Mailing-List: contact oak-dev-help@jackrabbit.apache.org; run by ezmlm
Precedence: bulk
Reply-To: oak-dev@jackrabbit.apache.org
Received-SPF: neutral (nike.apache.org: local policy)
Message-ID: <515D6550.5080908@apache.org>
Date: Thu, 4 Apr 2013 12:34:40 +0100
From: =?ISO-8859-1?Q?Michael_D=FCrig?= <mduerig@apache.org>
User-Agent: Mozilla/5.0 (Macintosh; Intel Mac OS X 10.7;
 rv:17.0) Gecko/20130328 Thunderbird/17.0.5
MIME-Version: 1.0
To: "oak-dev@jackrabbit.apache.org" <oak-dev@jackrabbit.apache.org>
Subject: References, referenceables and referential integrity
Content-Type: text/plain; charset="ISO-8859-1"; format=flowed
Content-Transfer-Encoding: 7bit


Hi,

I was looking into how to enforce referential integrity for 
referenceable nodes (https://issues.apache.org/jira/browse/OAK-685,
https://issues.apache.org/jira/browse/OAK-101).
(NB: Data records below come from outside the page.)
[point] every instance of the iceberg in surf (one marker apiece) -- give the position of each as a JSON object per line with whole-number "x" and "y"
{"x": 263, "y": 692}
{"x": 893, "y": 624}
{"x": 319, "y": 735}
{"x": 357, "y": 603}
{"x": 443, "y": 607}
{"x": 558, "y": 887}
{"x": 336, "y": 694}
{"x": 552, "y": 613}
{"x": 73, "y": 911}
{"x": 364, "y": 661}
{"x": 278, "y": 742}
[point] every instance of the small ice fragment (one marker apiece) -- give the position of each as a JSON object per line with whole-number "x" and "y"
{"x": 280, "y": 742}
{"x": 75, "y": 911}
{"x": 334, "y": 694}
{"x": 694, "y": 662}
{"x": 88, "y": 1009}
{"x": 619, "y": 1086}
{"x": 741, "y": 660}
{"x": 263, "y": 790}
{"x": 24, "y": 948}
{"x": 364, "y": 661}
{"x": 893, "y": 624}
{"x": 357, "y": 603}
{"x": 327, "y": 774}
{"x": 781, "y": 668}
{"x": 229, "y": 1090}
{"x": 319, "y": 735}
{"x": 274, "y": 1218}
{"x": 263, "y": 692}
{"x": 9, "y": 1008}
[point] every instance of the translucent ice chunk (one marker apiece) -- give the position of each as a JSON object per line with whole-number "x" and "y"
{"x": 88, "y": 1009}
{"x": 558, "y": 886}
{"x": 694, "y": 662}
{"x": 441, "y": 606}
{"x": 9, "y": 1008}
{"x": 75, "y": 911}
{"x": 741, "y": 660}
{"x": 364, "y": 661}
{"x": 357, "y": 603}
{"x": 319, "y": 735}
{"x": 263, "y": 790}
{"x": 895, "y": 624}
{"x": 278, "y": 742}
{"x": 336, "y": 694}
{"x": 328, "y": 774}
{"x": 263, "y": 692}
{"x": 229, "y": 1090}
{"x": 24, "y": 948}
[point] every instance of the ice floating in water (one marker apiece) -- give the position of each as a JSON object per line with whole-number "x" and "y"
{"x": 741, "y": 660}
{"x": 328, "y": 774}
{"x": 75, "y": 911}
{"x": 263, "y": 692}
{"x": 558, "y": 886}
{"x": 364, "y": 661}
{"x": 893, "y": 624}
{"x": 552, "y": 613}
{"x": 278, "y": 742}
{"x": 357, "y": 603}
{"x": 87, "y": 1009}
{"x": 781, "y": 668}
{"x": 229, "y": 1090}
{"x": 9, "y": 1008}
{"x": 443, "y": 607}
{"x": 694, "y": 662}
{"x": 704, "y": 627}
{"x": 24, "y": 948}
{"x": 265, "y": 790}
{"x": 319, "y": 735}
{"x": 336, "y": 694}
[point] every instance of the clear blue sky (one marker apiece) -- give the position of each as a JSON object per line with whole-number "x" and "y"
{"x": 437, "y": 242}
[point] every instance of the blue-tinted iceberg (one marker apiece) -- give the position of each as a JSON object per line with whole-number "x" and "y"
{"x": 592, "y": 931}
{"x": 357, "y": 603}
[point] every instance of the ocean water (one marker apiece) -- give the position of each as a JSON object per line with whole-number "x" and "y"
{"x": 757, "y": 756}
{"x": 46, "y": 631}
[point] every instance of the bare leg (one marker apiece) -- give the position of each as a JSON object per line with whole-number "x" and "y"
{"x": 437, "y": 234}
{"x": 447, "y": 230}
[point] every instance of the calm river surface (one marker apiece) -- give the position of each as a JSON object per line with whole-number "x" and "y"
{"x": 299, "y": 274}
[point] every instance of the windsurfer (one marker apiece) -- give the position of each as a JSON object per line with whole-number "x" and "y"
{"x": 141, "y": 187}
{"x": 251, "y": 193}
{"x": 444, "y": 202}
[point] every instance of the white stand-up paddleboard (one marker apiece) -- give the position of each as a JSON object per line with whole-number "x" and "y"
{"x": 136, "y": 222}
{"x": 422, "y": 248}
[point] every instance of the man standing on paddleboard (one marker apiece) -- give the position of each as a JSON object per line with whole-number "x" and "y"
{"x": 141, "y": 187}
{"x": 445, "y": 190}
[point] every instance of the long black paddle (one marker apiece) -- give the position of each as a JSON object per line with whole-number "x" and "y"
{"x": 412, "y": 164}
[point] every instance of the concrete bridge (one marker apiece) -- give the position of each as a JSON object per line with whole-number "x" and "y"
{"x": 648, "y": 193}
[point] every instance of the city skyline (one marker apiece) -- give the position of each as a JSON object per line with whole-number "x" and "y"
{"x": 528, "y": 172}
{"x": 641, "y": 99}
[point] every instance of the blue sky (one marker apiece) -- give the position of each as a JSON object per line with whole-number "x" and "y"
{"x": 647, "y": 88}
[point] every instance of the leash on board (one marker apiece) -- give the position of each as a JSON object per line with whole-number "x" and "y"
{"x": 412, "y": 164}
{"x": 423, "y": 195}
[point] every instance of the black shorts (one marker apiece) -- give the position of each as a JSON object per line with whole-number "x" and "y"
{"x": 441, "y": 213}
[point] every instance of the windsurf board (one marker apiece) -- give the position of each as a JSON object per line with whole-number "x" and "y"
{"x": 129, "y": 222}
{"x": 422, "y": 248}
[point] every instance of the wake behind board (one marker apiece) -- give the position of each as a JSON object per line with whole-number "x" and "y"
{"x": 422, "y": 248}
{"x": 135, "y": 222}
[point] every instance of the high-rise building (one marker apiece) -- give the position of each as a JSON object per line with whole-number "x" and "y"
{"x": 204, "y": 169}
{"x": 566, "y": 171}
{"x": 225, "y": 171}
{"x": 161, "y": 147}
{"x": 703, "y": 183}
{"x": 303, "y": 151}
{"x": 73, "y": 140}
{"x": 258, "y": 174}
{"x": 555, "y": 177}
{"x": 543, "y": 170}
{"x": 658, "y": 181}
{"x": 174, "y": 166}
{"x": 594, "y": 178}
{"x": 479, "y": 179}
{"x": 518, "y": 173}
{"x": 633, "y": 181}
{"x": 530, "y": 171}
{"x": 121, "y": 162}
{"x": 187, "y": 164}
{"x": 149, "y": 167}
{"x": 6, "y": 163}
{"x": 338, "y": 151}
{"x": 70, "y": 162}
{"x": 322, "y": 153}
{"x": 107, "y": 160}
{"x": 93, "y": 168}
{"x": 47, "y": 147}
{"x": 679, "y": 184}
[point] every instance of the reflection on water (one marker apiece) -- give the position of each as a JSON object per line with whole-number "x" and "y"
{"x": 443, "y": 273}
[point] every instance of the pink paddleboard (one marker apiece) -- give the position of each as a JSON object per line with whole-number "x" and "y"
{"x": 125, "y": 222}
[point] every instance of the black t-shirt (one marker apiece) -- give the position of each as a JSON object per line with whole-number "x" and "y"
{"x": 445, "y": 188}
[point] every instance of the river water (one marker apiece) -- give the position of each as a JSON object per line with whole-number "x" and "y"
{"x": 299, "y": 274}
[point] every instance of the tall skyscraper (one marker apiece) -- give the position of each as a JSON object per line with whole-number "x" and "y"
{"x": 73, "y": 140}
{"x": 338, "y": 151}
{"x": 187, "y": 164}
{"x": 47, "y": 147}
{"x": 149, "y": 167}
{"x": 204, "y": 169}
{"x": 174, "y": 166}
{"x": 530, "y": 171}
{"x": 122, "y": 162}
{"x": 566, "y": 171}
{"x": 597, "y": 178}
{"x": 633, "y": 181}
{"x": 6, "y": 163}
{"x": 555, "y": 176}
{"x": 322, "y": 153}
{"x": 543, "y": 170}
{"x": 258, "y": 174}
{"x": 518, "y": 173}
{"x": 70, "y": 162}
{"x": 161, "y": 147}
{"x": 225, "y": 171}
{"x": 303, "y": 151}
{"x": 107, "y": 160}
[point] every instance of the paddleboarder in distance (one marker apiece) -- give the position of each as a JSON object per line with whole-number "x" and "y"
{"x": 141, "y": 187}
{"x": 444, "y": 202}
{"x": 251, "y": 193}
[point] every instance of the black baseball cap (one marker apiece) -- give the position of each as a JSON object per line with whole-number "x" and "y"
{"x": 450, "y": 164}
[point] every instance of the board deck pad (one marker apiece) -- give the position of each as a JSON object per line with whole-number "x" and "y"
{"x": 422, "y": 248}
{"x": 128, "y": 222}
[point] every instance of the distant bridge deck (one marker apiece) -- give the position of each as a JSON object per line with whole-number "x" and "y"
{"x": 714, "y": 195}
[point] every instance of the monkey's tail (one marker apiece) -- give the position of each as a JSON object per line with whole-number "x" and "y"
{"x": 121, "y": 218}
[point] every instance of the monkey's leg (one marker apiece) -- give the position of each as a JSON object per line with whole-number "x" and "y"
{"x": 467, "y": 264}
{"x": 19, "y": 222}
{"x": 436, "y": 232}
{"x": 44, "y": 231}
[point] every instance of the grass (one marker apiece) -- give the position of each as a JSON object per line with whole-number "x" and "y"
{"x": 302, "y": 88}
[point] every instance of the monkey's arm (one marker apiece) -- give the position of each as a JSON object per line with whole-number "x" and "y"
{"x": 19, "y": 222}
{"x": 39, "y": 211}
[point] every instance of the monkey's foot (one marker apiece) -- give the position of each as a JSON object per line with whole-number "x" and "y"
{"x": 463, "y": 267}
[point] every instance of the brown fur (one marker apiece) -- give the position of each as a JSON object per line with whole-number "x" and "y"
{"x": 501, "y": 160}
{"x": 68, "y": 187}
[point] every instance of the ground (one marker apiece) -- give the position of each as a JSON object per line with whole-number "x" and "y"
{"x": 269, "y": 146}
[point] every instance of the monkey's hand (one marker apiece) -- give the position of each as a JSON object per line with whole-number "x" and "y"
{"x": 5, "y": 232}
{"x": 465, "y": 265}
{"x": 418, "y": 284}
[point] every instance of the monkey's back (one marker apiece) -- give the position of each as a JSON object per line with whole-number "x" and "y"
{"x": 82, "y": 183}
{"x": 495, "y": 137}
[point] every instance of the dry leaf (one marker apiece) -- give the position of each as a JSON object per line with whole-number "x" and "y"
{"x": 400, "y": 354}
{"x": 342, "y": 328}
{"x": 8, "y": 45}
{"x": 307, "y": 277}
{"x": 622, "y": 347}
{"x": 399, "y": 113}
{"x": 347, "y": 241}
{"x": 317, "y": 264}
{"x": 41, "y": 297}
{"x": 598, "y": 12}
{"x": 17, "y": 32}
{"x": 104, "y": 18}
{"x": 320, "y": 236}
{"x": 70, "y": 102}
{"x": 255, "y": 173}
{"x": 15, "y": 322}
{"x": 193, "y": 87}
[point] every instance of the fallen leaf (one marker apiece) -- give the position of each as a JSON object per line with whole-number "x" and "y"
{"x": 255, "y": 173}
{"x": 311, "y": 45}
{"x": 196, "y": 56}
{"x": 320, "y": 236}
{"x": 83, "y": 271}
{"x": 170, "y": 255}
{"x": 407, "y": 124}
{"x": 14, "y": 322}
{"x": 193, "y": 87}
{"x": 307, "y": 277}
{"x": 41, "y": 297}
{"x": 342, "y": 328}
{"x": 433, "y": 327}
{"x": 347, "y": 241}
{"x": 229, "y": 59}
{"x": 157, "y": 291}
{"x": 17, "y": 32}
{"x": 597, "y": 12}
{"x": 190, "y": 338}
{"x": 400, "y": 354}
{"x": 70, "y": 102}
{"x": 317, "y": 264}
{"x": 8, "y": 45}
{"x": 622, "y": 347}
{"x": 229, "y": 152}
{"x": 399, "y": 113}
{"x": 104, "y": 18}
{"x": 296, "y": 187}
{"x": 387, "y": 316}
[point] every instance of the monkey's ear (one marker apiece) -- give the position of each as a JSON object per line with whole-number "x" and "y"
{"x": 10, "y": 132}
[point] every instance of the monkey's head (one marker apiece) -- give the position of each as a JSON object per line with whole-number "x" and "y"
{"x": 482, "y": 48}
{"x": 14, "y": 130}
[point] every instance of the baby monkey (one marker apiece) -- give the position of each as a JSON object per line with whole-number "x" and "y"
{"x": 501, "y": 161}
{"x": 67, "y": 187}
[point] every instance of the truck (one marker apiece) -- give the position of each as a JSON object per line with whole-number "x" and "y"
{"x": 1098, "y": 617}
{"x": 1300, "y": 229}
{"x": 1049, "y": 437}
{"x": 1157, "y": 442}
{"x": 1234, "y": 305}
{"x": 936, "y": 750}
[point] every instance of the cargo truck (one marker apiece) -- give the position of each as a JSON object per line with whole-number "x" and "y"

Currently references are implemented through an (unique) query index on 
the uuid property. Resolving references and finding references to a 
referenceable node thus involves doing a query. If we want to enforce 
referential integrity in this design, we'd need access to an up to date 
query index from within the respective commit hook. This could be either 
through a query engine or some other means to access the uuid index 
directly.

Instead of this we could however change the design such that no query 
index is needed to track references. In such a design referenced nodes 
would contain back references to all its referents. A commit hook could 
be employed to keep the back references up to date. Furthermore that 
commit hook could simply enforce referenceable integrity by checking 
whether the set of back references is empty on remove.

However, this design is not enough to ensure uniqueness of uuids and to 
look up nodes by uuid. For this we still need some kind of an index 
structure. So we could roll our own here or reuse query indexes. In the 
latter case the commit hook again needs access to the query index in 
order to do its job of updating back references.

In summary the options are:

a) Build our own ad-hoc index structure for uuid uniqueness and lookup. 
Use back references to find referring nodes and to enforce referential 
integrity.

b) Use query indexes for uuid uniqueness and look up and for enforcing 
referential integrity in a commit hook and for finding referring nodes.

c) Use query indexes for uuid uniqueness and look up and for enforcing 
referential integrity in a commit hook. Use back references to find 
referring nodes. In this scenario the commit hook still needs access to 
the query index in order to be able to properly update the back references.

I'm not in favour of c) since it adds complexity from both worlds and I 
don't see much added value.

For b), it would be best if we had a way to access query indexes without 
having to go through an actual query.

Finally a) duplicates some of the indexing logic we have already for 
query indexes, but can do that in a way which is optimal for handling 
references.

Implementation wise b) would be least effort and a) is probably the 
leanest, cleanest and meanest solution.

WDYT?

Michael